Re: [ClusterLabs] manner in which cluster migrates VirtualDomain - ?

2023-04-19 Thread lejeczek via Users




On 19/04/2023 16:16, Ken Gaillot wrote:

On Wed, 2023-04-19 at 08:00 +0200, lejeczek via Users wrote:

On 18/04/2023 21:02, Ken Gaillot wrote:

On Tue, 2023-04-18 at 19:36 +0200, lejeczek via Users wrote:

On 18/04/2023 18:22, Ken Gaillot wrote:

On Tue, 2023-04-18 at 14:58 +0200, lejeczek via Users wrote:

Hi guys.

When it's done by the cluster itself, eg. a node goes
'standby' -
how
do clusters migrate VirtualDomain resources?

1. Call resource agent migrate_to action on original node
2. Call resource agent migrate_from action on new node
3. Call resource agent stop action on original node


Do users have any control over it and if so then how?

The allow-migrate resource meta-attribute (true/false)


I'd imagine there must be some docs - I failed to find

It's sort of scattered throughout Pacemaker Explained -- the
main
one
is:

https://clusterlabs.org/pacemaker/doc/2.1/Pacemaker_Explained/html/advanced-options.html#migrating-resources


Especially in large deployments one obvious question would be
-
I'm
guessing as my setup is rather SOHO - can VMs migrate in
sequence
or
it is(always?) a kind of 'swarm' migration?

The migration-limit cluster property specifies how many live
migrations
may be initiated at once (the default of -1 means unlimited).

But if this is cluster property - unless I got it wrong,
hopefully - then this govern any/all resources.
If so, can such a limit be rounded down to RA type or
perhaps group of resources?

many thanks, L.

No, it's global

To me it feels so intuitive, so natural & obvious that I
will ask - nobody yet suggested that such feature be
available to smaller divisions of cluster independently of
global rule?
In the vastness of resource types many are polar opposites
and to treat them all the same?
Would be great to have some way to tell cluster to run
different migration/relocation limits on for eg.
compute-heavy resources VS light-weight ones - where to
"file" such a enhancement suggestion, Bugzilla?

many thanks, L.

Looking at the code, I see it's a little different than I originally
thought.

First, I overlooked that it's correctly documented as a per-node limit
rather than a cluster-wide limit.

That highlights the complexity of allowing different values for
different resources; if rscA has a migration limit of 2, and rscB has a
migration limit of 5, do we allow up to 2 rscA migrations and 5 rscB
migrations simultaneously, or do we weight them relative to each other
so the total capacity is still constrained (for example limiting it to
1 rscA migration and 2 rscB migrations together)?
My first thoughts were - I cannot comment on the code, only 
inasmuch as an admin would care - perhaps to introduce, if 
would not require business logic total overhaul, "migration 
groups"(while not being another resource type) whose such 
groups then a resource could be member.
Or perhaps marry 'migration-limit' to 'resource group' which 
would take priority over global/node-wide rule.
One way or another, simple to end-users - then user/admin 
sets N-limit of resources which in such group can be 
live-migrated at one time, say...


in this-given-group only 2 resources can cluster attempt to 
live-migrate simultaneously, then wait for success or 
failure but wait for result and only then proceed to next & ...




We would almost need something like the node utilization feature, being
able to define a node's total migration capacity and then how much of
that capacity is taken up by the migration of a specific resource.
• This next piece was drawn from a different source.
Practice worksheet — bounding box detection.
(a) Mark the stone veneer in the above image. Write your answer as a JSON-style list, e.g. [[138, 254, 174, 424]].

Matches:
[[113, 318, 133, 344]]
That
seems overcomplicated to me, especially since there aren't that many
resource types that support live migration.
Those types which do support live migration and are 
compute-heavy, then I really wonder how large consumers do 
VirtualDomain migration, as one good example.
Say a Virtual/Cloud provides - there a chunky host node 
might host hundreds VMs - there, but anywhere else timeouts, 
all/any, must be some real, fixed number.
As of right now, how intuitive is what cluster does when it 
swarms - say equally - those hundreds of VMs to 
remaining-available nodes...
... even with fast inner-node connectivity many - without 
migration-limit - live-migrations will timeout.
Is cluster capable of some very clever heuristics so humans 
could leave it to the machine to ensure that such 
mass-migration will not fail simply due to overall 
bottleneck of the underlying infrastructure?
... and could the cluster alone do that? Would not 
VirtualDomain agent have to gather comprehensive metric data 
on each VM in the first place, to feed it to the cluster 
internal logic..?
I would see some way similar to these which I mentioned 
above, as relatively effective and surely down-to-earth, 
practical aid to alleviate cases such as VMs "mass-migration".
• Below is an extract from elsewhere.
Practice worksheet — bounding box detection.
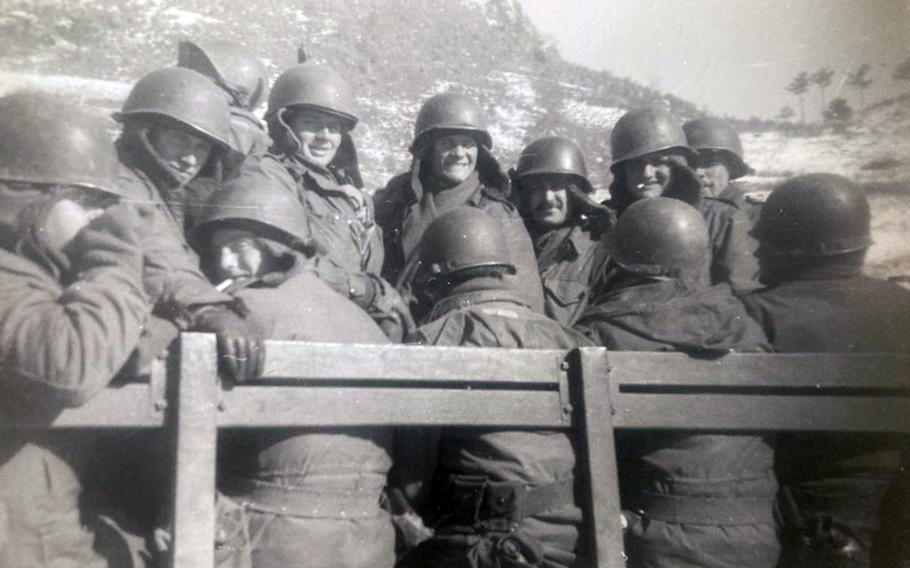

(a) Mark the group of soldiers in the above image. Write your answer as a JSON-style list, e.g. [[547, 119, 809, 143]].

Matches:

Second, any actions on a Pacemaker Remote node count toward the
throttling limit of its connection host, and aren't checked for
migration-limit at all. That's an interesting design choice, and it's
not clear what the 

Re: [ClusterLabs] manner in which cluster migrates VirtualDomain - ?

2023-04-19 Thread Ken Gaillot
On Wed, 2023-04-19 at 08:00 +0200, lejeczek via Users wrote:
> 
> On 18/04/2023 21:02, Ken Gaillot wrote:
> > On Tue, 2023-04-18 at 19:36 +0200, lejeczek via Users wrote:
> > > On 18/04/2023 18:22, Ken Gaillot wrote:
> > > > On Tue, 2023-04-18 at 14:58 +0200, lejeczek via Users wrote:
> > > > > Hi guys.
> > > > > 
> > > > > When it's done by the cluster itself, eg. a node goes
> > > > > 'standby' -
> > > > > how
> > > > > do clusters migrate VirtualDomain resources?
> > > > 1. Call resource agent migrate_to action on original node
> > > > 2. Call resource agent migrate_from action on new node
> > > > 3. Call resource agent stop action on original node
> > > > 
> > > > > Do users have any control over it and if so then how?
> > > > The allow-migrate resource meta-attribute (true/false)
> > > > 
> > > > > I'd imagine there must be some docs - I failed to find
> > > > It's sort of scattered throughout Pacemaker Explained -- the
> > > > main
> > > > one
> > > > is:
> > > > 
> > > > https://clusterlabs.org/pacemaker/doc/2.1/Pacemaker_Explained/html/advanced-options.html#migrating-resources
> > > > 
> > > > > Especially in large deployments one obvious question would be
> > > > > -
> > > > > I'm
> > > > > guessing as my setup is rather SOHO - can VMs migrate in
> > > > > sequence
> > > > > or
> > > > > it is(always?) a kind of 'swarm' migration?
> > > > The migration-limit cluster property specifies how many live
> > > > migrations
> > > > may be initiated at once (the default of -1 means unlimited).
> > > But if this is cluster property - unless I got it wrong,
> > > hopefully - then this govern any/all resources.
> > > If so, can such a limit be rounded down to RA type or
> > > perhaps group of resources?
> > > 
> > > many thanks, L.
> > No, it's global
> To me it feels so intuitive, so natural & obvious that I 
> will ask - nobody yet suggested that such feature be 
> available to smaller divisions of cluster independently of 
> global rule?
> In the vastness of resource types many are polar opposites 
> and to treat them all the same?
> Would be great to have some way to tell cluster to run 
> different migration/relocation limits on for eg.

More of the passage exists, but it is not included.